Figure 12. The cerebral angiogram of a 67-year-old woman presenting with acute onset unresponsiveness and quadriparesis. The left vertebral artery (short arrow) injections are shown in the lateral view. The basilar artery (long arrow) and the posterior inferior cerebellar arteries (arrowhead) are visualized. The image on the left (A) shows an occlusion at the mid-basilar level with absent flow to the distal basilar artery as well as the distal branches of the basilar artery. Carotid injections (not shown) showed no collateral flow to the posterior circulation through the posterior communicating arteries (Grade 5 occlusion). Post-thrombolysis images (B) showed complete recanalization of the basilar artery. The superior cerebellar arteries (white arrowhead) and the posterior cerebral arteries (white arrow) can be visualized well (Grade 0 post-thrombolysis).

Figure 13. A 76-year-old man presented with an episode of blurred vision on the right side associated with headache. Color flow imaging of the right carotid system (shown here) identified a large, heterogeneous, calcified plaque (arrow) in the internal carotid artery (ICA) close to its origin at the carotid bifurcation, causing arterial narrowing. Calcified plaques appear bright and have a dark sonolucent zone (arrowhead) beneath the surface. The laminar blood flow in the common carotid artery (CCA) becomes turbulent beyond the site of arterial stenosis. The blood flow velocity was 354/112 cm/s, which correlates with a high-grade (80-99%) carotid stenosis. The patient underwent a right carotid endarterectomy.

Figure 14. A 75-year-old man presented with recurrent right-sided numbness, clumsiness, and speech difficulties. Duplex Doppler examination of the left carotid system (shown here) revealed a homogenous echogenic material filling up the common carotid artery (arrow) and the internal carotid artery (not shown). No Doppler signals could be identified (arrowhead). Cerebral angiogram (not shown) confirmed left common and internal carotid occlusion.

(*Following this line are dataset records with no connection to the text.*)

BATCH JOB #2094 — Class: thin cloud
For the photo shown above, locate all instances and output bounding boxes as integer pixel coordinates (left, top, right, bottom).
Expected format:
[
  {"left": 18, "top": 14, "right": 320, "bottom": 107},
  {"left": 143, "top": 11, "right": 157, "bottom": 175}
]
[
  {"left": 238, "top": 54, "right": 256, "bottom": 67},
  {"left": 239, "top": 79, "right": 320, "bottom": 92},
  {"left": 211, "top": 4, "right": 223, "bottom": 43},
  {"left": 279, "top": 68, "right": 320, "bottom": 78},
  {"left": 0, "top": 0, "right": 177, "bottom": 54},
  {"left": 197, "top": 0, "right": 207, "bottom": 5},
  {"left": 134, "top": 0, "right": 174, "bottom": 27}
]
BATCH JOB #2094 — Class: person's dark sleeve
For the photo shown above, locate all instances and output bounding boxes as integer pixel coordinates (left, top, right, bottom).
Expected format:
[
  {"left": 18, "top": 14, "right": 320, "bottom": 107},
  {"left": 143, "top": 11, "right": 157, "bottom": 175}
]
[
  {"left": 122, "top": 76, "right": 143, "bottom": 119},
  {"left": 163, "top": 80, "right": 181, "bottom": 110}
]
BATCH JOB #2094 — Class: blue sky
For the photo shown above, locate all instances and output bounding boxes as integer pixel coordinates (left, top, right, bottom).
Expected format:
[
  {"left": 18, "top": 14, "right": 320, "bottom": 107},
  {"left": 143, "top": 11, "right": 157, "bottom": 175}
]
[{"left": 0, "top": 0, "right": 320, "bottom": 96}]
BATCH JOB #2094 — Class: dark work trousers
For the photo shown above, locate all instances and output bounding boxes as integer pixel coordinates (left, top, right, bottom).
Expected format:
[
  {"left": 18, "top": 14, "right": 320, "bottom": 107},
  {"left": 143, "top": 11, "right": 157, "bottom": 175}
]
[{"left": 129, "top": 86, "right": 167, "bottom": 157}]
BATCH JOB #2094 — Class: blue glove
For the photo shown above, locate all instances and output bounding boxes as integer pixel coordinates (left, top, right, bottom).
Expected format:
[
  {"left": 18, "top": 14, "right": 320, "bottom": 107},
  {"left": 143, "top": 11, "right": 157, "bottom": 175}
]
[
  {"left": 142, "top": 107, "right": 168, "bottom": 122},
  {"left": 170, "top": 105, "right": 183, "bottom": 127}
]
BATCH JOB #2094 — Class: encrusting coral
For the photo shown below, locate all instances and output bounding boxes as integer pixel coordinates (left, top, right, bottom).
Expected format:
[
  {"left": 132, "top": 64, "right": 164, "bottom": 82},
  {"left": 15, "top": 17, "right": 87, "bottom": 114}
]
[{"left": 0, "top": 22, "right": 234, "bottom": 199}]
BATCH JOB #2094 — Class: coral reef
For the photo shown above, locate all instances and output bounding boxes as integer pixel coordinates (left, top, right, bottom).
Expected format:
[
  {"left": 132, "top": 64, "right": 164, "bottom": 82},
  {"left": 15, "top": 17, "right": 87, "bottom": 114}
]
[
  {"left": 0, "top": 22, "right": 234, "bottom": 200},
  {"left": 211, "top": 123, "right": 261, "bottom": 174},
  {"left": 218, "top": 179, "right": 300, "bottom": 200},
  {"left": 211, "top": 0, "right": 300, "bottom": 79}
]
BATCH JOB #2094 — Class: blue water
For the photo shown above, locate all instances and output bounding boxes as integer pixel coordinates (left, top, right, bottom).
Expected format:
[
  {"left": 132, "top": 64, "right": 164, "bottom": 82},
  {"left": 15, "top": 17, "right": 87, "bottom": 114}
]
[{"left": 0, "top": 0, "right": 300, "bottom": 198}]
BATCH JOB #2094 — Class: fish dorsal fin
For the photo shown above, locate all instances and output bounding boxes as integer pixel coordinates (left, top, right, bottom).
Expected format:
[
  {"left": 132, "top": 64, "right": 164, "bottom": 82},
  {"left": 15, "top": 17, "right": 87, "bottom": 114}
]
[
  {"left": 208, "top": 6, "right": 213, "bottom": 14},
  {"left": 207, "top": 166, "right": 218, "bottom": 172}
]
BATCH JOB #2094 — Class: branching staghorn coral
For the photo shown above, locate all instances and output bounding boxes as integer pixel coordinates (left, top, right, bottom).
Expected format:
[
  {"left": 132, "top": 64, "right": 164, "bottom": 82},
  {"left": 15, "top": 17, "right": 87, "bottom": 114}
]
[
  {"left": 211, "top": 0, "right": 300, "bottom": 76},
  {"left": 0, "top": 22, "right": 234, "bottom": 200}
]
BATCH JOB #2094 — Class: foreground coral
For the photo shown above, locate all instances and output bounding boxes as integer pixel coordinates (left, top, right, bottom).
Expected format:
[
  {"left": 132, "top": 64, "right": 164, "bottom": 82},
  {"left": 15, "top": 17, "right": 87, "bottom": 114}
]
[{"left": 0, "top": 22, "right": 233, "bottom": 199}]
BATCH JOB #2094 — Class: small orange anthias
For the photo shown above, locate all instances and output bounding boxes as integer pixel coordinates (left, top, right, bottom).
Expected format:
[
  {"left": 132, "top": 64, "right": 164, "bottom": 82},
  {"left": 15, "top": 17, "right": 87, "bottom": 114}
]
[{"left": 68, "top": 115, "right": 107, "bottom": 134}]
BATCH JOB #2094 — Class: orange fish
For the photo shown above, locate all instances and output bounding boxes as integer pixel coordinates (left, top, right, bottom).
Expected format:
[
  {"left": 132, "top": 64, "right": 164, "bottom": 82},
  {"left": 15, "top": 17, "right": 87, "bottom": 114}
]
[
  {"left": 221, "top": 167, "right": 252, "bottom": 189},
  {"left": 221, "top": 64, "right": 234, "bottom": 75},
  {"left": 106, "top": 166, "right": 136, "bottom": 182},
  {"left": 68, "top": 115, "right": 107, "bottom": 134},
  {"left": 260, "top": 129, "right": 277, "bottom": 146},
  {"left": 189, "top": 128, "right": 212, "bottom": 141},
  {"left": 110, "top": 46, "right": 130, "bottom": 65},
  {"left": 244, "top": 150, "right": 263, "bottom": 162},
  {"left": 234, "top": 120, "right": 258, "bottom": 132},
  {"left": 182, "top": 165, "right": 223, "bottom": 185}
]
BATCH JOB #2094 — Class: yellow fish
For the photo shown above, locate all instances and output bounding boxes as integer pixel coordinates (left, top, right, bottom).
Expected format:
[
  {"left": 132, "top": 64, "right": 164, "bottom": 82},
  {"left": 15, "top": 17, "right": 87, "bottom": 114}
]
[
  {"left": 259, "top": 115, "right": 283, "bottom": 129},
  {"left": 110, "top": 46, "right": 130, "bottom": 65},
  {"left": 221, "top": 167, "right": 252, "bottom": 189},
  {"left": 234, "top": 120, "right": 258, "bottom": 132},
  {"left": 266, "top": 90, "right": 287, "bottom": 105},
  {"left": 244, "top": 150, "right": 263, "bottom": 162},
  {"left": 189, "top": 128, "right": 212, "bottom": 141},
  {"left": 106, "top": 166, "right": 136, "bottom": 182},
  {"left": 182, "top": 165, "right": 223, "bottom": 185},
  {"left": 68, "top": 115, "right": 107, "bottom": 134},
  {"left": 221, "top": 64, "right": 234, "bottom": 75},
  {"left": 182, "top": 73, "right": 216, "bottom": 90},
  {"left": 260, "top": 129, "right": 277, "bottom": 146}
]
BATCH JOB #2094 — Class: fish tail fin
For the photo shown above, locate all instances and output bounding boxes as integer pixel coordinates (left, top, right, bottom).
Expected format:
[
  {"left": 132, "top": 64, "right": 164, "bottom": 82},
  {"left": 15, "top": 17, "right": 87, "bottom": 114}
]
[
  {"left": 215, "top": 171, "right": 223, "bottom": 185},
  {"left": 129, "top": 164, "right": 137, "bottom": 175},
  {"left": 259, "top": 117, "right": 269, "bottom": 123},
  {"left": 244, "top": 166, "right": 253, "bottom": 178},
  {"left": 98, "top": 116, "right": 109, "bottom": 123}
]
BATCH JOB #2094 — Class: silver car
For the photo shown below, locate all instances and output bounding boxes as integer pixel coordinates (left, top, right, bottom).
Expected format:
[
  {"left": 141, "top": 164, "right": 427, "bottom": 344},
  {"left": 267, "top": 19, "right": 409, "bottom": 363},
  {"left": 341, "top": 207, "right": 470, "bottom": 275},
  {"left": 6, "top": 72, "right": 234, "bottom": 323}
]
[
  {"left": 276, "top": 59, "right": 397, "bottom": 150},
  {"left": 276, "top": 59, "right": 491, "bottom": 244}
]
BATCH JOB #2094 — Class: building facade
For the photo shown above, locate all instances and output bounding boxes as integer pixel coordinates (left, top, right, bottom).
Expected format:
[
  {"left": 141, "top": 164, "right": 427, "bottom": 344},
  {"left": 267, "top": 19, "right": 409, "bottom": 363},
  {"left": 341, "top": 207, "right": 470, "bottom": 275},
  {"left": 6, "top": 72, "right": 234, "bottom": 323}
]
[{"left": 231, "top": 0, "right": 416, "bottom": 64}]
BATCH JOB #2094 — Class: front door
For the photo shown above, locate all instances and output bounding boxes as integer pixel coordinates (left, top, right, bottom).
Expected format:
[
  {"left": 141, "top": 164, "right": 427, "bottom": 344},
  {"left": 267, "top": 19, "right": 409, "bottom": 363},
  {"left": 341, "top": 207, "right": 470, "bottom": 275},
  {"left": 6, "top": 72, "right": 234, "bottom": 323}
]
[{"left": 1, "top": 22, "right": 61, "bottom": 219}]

The external carotid artery, middle cerebral artery, and anterior cerebral artery on the left side filled from collaterals.

Figure 15. A 58-year-old woman had an episode of near syncope followed by right-sided neck pain. Duplex Doppler imaging of the right common carotid (shown here) identified a false lumen and intimal flap (small arrows), which suggest an arterial dissection. The blood blow velocities were also elevated (202/37 cm/s).